One photographer’s perspective on the election and American exceptionalism
I get it. I am a 59 year-old, white male. I work in a field that once provided me with a very good living, a field that has been decimated by changing technology and globalization. The work that I used to get paid good money to create is now done by people overseas, or by others in America, who get paid much less than I ever would accept, or by machines. But I am still troubled by the recent election result because American workers, like me, have been displaced by changes in the economy and labor market for decades if not centuries. Adaptability to change is a hallmark of what has been dubbed “American exceptionalism”. So what changed in this election?
I am a publication photographer, having worked early in my career for newspapers and later for magazines/web-sites. The work that I was once paid to perform in the developing world for American organizations is now performed by “locals” who live in the kind of places I was once sent to photograph. They earn considerably less than I did when I was sent abroad to do my photography work. Domestically, publications thrive today on what is called “user provided content,” which means the average person giving away images to publications for free or minimal payment. A job that once provided me a very good living has been vaporized by technology, just as happened for buggy whip makers, typesetters, switchboard operators, riverboat pilots, and on and on and on.
Many of my peers, who used to be “masters of our little universes” have left the field of commercial photography, retired early, or have been left stumbling along depending on their families, spouses, etc. Unfortunately for us, no retraining programs have been made available by the government. Unemployment compensation has never been an option for us, since most of us spent our entire career as self-employed, small business people. So, I can understand the anger of those who saw change destroying their livelihoods.
Before writing me off as part of the problem, as part of the “media”, remember that my role as publication photographer has repeatedly brought me face-to-face with Trump supporters, Tea Party members and their predecessors over the years. I know them, having photographed them for publications, as they struggled to live the American Dream. I know them as the family of six I photographed living in an old yellow school bus outside of Fort Worth, Texas. I know them as the four young men who joined the Marine Corps together, and the two who graduated as Marines, having survived the grueling basic training. I know them as the husband and wife mill workers in Wilkes-Barre, Pennsylvania, who lost their jobs to automation and outsourcing. I know them as the Quahoggers (shell-fishermen) of Narragansett Bay struggling to support their families by doing a hard day’s work in hope of earning a decent wage.
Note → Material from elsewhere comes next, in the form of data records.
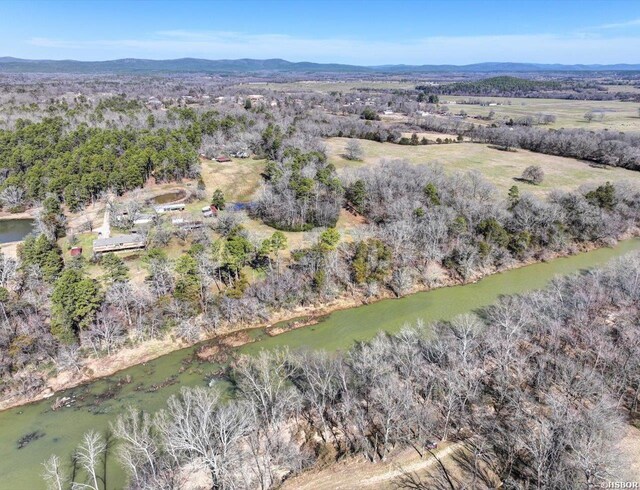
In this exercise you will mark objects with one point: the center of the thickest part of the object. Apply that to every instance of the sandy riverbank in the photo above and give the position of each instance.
(299, 317)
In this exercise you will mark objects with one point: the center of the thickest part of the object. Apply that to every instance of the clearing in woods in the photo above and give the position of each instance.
(502, 168)
(609, 114)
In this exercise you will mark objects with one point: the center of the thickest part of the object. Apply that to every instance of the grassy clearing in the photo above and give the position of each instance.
(499, 167)
(618, 116)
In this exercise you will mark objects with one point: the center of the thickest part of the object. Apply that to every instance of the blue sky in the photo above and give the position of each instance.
(359, 32)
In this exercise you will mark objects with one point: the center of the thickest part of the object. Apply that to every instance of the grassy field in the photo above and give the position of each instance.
(499, 167)
(618, 116)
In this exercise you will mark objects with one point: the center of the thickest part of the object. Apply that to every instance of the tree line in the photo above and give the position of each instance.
(532, 392)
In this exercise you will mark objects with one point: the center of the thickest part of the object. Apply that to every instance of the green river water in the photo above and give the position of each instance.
(151, 384)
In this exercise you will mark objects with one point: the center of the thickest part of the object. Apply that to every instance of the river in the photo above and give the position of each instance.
(151, 384)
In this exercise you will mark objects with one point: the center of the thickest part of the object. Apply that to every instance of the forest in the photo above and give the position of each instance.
(530, 392)
(293, 225)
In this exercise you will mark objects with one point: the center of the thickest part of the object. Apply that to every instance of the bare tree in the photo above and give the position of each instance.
(354, 150)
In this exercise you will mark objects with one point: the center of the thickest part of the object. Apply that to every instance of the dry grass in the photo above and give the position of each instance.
(502, 168)
(618, 116)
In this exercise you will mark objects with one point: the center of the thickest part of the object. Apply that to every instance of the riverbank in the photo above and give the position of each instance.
(28, 214)
(233, 336)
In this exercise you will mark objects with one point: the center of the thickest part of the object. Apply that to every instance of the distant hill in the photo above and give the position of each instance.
(196, 65)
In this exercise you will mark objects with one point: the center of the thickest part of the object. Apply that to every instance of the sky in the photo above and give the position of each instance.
(373, 32)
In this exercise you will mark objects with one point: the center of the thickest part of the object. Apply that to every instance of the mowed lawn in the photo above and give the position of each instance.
(618, 116)
(502, 168)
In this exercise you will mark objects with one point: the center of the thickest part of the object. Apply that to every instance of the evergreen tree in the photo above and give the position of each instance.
(74, 303)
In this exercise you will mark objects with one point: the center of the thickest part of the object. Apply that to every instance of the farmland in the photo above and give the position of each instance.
(502, 168)
(613, 115)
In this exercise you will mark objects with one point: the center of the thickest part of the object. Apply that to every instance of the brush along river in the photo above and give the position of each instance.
(31, 433)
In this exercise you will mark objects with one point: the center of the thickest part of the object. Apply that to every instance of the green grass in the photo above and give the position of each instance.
(618, 116)
(502, 168)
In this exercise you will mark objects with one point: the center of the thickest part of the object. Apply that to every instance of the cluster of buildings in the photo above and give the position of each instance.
(135, 241)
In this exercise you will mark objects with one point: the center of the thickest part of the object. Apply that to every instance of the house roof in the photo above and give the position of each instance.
(117, 240)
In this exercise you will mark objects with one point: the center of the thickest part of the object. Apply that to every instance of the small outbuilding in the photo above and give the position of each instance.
(118, 243)
(167, 208)
(209, 211)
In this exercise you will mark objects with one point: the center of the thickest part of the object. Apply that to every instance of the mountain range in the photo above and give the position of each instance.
(246, 66)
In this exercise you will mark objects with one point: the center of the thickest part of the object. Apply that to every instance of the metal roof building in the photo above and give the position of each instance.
(117, 243)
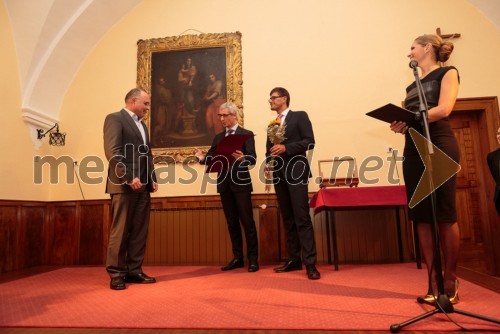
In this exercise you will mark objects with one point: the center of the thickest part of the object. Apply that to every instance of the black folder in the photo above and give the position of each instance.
(222, 158)
(391, 113)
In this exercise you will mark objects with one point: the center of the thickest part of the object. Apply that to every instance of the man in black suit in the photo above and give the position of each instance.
(235, 188)
(493, 159)
(131, 178)
(291, 173)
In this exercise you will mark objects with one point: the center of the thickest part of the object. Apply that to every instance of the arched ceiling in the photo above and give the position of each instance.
(53, 37)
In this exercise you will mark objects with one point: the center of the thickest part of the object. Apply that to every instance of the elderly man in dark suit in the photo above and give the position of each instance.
(131, 178)
(291, 173)
(235, 188)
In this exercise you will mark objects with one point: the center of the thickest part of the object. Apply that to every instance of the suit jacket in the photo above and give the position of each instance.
(293, 165)
(493, 159)
(237, 177)
(127, 155)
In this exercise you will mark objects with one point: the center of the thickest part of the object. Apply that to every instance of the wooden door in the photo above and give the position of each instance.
(474, 122)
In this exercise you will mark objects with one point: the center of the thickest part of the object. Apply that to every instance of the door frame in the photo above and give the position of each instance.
(487, 112)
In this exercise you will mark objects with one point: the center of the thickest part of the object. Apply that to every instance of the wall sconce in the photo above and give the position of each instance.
(55, 138)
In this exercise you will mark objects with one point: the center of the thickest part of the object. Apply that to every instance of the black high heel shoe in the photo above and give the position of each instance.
(455, 298)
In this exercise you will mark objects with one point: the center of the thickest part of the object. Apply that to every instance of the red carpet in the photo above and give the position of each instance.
(358, 297)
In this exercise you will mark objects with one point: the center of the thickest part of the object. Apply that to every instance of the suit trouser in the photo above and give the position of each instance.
(238, 206)
(129, 232)
(294, 203)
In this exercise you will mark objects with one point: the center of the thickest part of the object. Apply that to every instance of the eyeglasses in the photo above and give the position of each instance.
(272, 98)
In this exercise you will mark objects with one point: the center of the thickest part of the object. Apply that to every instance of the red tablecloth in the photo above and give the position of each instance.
(362, 196)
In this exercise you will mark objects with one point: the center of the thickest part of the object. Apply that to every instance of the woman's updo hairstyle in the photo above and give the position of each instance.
(442, 49)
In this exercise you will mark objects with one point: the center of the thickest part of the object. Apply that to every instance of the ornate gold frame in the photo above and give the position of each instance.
(232, 44)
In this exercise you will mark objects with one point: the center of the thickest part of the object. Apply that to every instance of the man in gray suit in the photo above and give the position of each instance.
(131, 178)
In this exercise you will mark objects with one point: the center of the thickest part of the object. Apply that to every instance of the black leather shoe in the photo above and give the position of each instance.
(253, 266)
(141, 278)
(117, 283)
(235, 263)
(291, 265)
(312, 272)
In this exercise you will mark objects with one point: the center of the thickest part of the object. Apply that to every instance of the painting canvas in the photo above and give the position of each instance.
(189, 77)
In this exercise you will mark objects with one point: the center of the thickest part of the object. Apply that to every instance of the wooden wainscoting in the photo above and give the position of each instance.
(183, 231)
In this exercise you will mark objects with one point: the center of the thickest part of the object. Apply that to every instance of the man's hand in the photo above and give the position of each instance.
(238, 155)
(135, 184)
(278, 149)
(199, 154)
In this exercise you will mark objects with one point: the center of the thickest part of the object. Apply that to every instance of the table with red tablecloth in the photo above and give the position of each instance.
(336, 198)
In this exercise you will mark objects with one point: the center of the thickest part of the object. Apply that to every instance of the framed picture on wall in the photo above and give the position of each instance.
(189, 77)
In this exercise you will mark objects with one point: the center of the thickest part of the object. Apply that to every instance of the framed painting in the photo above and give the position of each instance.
(188, 77)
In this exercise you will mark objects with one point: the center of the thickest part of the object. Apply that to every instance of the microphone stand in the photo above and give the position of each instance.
(442, 302)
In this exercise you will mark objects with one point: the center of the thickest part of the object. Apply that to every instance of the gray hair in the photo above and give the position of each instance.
(230, 106)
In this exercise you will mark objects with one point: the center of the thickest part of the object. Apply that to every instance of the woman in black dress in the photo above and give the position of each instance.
(441, 89)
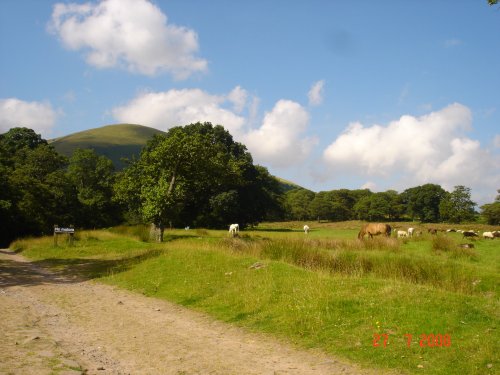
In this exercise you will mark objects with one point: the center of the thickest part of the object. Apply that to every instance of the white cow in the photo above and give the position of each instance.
(402, 233)
(233, 229)
(489, 235)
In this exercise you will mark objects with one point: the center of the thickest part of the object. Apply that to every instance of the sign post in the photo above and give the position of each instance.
(69, 231)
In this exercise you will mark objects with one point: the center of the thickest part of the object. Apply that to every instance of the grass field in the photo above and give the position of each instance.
(375, 302)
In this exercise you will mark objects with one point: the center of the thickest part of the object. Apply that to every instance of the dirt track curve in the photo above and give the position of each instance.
(50, 324)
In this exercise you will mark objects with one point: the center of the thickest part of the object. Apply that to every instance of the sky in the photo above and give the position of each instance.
(328, 94)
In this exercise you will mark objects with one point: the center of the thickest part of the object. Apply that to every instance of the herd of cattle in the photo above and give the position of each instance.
(374, 229)
(465, 233)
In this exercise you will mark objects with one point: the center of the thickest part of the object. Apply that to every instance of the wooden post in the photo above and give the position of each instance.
(71, 234)
(55, 234)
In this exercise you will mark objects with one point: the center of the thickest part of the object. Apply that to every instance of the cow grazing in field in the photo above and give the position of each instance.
(402, 234)
(470, 233)
(488, 235)
(234, 229)
(374, 229)
(466, 246)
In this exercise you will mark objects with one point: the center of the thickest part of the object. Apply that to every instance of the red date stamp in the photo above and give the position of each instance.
(431, 340)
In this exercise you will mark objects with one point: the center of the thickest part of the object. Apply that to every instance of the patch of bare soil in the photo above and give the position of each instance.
(53, 324)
I know these men and women as good, hard working, motivated people striving to do the best for themselves and their families. I know they have been occasionally kicked and beaten down by the winds of change, but I, also, know that every single one of them is tough enough to work their way back. Each one has come back stronger, often reinventing themselves as something new, just as I have been forced to do. They were looking for help, not a handout, which is all I have asked for as I have slowly rebuilt my career as a videographer and photo-workshop teacher. So, I know first-hand, in my own experience and through that of the people I have worked with closely, that American life requires hard work, initiative, tenacity and courage.
What I don’t get is how those same American strengths propelled Trump to the White House. Yes, a sizable part of the electorate didn’t like Clinton. Yet, Clinton clearly had the policy and government experience. Whether that was a strength or weakness was up to each voter. For every scandal that a voter might tag Clinton with, an equally disdainful one was easily attributed to Trump. So they were at worst, neck-to-neck in their strengths and weaknesses, and yet the old white male won again. I am less convinced that the polls were wrong than the fact that there was something else, something that ordinary Americans would not say out loud to pollsters (or even to their friends) which has to be sexism or, god-forbid, misogyny.
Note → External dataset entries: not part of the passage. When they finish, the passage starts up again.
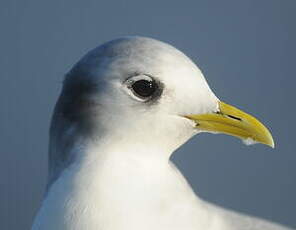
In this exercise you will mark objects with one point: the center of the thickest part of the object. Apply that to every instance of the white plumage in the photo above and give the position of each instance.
(109, 166)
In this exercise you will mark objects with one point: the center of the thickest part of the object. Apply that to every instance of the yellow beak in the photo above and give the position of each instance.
(234, 122)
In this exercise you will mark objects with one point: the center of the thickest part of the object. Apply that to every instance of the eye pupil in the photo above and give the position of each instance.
(144, 88)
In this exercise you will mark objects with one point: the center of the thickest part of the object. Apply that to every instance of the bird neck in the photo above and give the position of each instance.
(132, 187)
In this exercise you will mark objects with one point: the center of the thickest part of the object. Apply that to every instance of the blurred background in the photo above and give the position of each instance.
(246, 50)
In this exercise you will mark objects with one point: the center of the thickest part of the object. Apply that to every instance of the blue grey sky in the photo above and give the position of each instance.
(246, 50)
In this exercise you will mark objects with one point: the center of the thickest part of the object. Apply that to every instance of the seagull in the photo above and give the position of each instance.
(125, 107)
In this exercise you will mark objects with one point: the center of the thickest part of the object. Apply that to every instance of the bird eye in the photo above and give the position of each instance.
(143, 87)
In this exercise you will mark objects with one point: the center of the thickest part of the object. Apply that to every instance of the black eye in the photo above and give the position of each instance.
(144, 88)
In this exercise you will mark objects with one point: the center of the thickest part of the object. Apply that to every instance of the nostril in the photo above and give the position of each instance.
(233, 117)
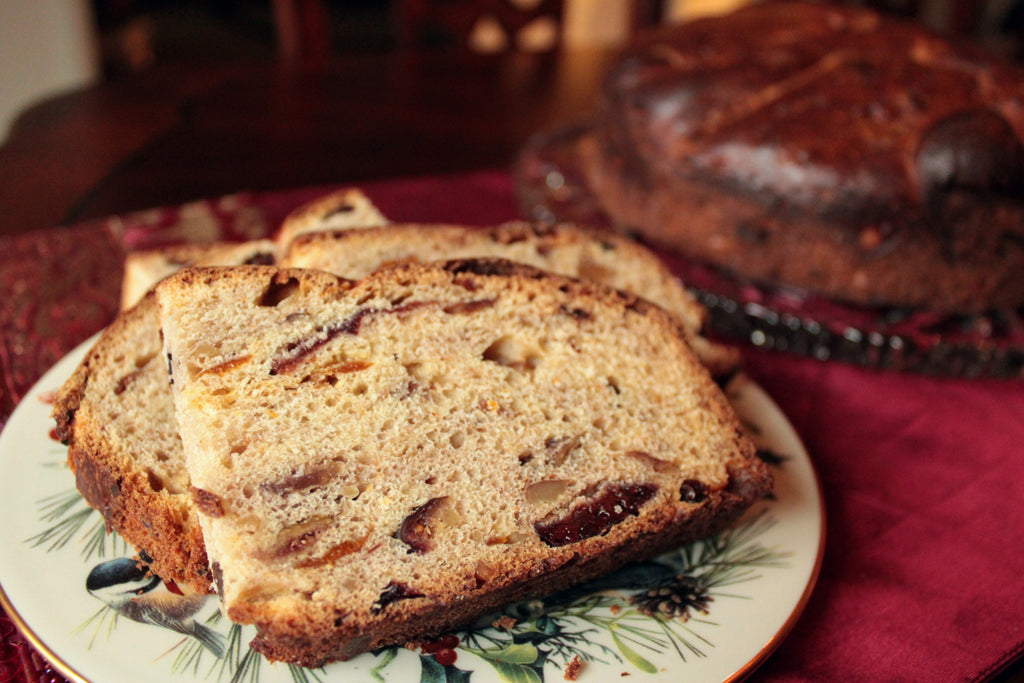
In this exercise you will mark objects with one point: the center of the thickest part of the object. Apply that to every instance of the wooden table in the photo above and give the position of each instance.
(181, 132)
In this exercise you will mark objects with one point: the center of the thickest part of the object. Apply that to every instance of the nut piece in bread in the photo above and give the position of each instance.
(341, 209)
(144, 268)
(383, 460)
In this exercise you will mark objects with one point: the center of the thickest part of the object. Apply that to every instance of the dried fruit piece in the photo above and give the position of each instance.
(335, 553)
(418, 528)
(595, 517)
(209, 504)
(692, 491)
(295, 539)
(650, 461)
(278, 291)
(559, 449)
(393, 592)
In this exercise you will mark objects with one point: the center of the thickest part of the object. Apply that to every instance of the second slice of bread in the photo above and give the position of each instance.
(384, 460)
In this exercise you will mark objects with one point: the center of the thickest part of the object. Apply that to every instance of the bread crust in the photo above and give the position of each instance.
(836, 152)
(561, 248)
(110, 470)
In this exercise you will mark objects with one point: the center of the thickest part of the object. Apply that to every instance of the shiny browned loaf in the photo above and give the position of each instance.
(383, 460)
(822, 147)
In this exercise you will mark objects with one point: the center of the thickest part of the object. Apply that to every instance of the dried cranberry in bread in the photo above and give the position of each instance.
(563, 249)
(384, 460)
(116, 414)
(823, 147)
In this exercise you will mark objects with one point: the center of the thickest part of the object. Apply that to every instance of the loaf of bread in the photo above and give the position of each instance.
(116, 414)
(563, 249)
(339, 210)
(821, 147)
(384, 460)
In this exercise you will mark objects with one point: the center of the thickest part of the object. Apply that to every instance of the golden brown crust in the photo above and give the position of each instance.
(109, 472)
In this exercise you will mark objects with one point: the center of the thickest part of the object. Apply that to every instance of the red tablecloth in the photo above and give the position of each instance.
(923, 478)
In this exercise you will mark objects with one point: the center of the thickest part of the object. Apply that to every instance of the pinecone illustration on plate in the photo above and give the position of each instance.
(678, 596)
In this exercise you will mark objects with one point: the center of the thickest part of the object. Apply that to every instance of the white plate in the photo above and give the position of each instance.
(744, 589)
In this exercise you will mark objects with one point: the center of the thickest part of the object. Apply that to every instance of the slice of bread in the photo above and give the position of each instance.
(563, 249)
(339, 210)
(116, 414)
(384, 460)
(144, 486)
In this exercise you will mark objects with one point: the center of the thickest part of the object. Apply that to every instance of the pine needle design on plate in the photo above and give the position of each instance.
(645, 610)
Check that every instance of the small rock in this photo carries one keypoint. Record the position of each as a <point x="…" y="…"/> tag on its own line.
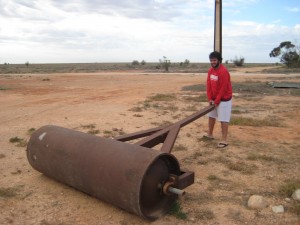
<point x="257" y="202"/>
<point x="296" y="195"/>
<point x="287" y="199"/>
<point x="278" y="209"/>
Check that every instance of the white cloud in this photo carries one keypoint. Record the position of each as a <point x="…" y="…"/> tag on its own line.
<point x="124" y="30"/>
<point x="294" y="9"/>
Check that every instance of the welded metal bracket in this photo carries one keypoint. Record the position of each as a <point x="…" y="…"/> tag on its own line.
<point x="163" y="134"/>
<point x="167" y="135"/>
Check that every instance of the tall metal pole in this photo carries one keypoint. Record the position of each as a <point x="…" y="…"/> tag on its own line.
<point x="218" y="26"/>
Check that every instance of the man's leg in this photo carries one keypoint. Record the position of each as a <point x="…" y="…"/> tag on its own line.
<point x="211" y="125"/>
<point x="224" y="127"/>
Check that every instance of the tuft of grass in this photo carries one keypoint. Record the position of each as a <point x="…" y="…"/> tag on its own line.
<point x="241" y="167"/>
<point x="89" y="126"/>
<point x="212" y="177"/>
<point x="30" y="131"/>
<point x="136" y="109"/>
<point x="288" y="188"/>
<point x="93" y="131"/>
<point x="163" y="97"/>
<point x="8" y="192"/>
<point x="246" y="121"/>
<point x="255" y="157"/>
<point x="197" y="87"/>
<point x="205" y="214"/>
<point x="295" y="208"/>
<point x="20" y="142"/>
<point x="179" y="147"/>
<point x="4" y="88"/>
<point x="200" y="98"/>
<point x="15" y="139"/>
<point x="176" y="210"/>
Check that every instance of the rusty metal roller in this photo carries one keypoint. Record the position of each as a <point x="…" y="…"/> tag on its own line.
<point x="129" y="176"/>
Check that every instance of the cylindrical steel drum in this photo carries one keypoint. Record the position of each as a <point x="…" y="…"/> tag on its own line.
<point x="126" y="175"/>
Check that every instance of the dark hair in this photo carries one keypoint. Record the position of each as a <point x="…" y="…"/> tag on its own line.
<point x="216" y="55"/>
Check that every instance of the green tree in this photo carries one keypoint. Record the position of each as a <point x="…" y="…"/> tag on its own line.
<point x="238" y="61"/>
<point x="165" y="63"/>
<point x="135" y="63"/>
<point x="288" y="52"/>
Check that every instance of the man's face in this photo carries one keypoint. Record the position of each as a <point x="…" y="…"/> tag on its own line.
<point x="214" y="62"/>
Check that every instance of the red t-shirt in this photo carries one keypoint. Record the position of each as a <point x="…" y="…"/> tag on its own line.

I come to this insight as something of an outsider, having watched the end of the campaign from Morocco, where I was teaching two photo workshops. The Moroccans I meet were universally horrified to know that my fellow Americans sent Trump to the White House. No, Moroccans do not have any say in our election. Still, they are right to fear a President-elect who has overtly advocated banning Muslims, like them, from entering our country. The irony that seems lost on most Moroccans, and most Trump supporters, is that Moroccans, who live in a notoriously gender stratified culture were perfectly comfortable with the idea of a woman leading the most powerful nation in the world.
Having been self-employed my entire career as a small business person, I have lived out the American ideal of self-reliance and entrepreneurship. Knowing first-hand how many Americans struggled to adapt in this new age, I get what many voters worried about in this election. I knew we wouldn’t agree on everything, as Americans rarely do. But I expected better of America, better than the latent, hidden and understated sexism or misogyny that explains why Trump won.
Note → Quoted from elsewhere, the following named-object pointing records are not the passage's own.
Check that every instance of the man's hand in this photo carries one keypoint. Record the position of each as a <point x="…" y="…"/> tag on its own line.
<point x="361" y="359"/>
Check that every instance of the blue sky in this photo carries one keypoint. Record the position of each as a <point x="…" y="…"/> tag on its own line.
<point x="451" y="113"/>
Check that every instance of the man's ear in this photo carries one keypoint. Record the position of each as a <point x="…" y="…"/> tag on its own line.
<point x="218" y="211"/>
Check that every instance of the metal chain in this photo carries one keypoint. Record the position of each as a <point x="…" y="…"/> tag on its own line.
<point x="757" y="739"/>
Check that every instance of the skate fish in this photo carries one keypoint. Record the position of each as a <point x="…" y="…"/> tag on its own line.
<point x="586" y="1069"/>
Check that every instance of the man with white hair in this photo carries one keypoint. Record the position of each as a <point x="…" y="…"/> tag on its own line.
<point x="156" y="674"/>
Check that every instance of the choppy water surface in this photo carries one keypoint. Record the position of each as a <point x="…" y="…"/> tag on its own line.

Look at it this way. One candidate has the most experience of any presidential candidate in modern times while the other has the least experience of any one ever elected to high office. One candidate has a life long track record of working to expand gender equity across the country and around the globe. The other has a well documented track record of sexism (at best or misogyny at worst.) The only way we can heal and move forward is to say, out loud, the M (misogyny ) or S (sexism) word and admit that we still have a long way to go.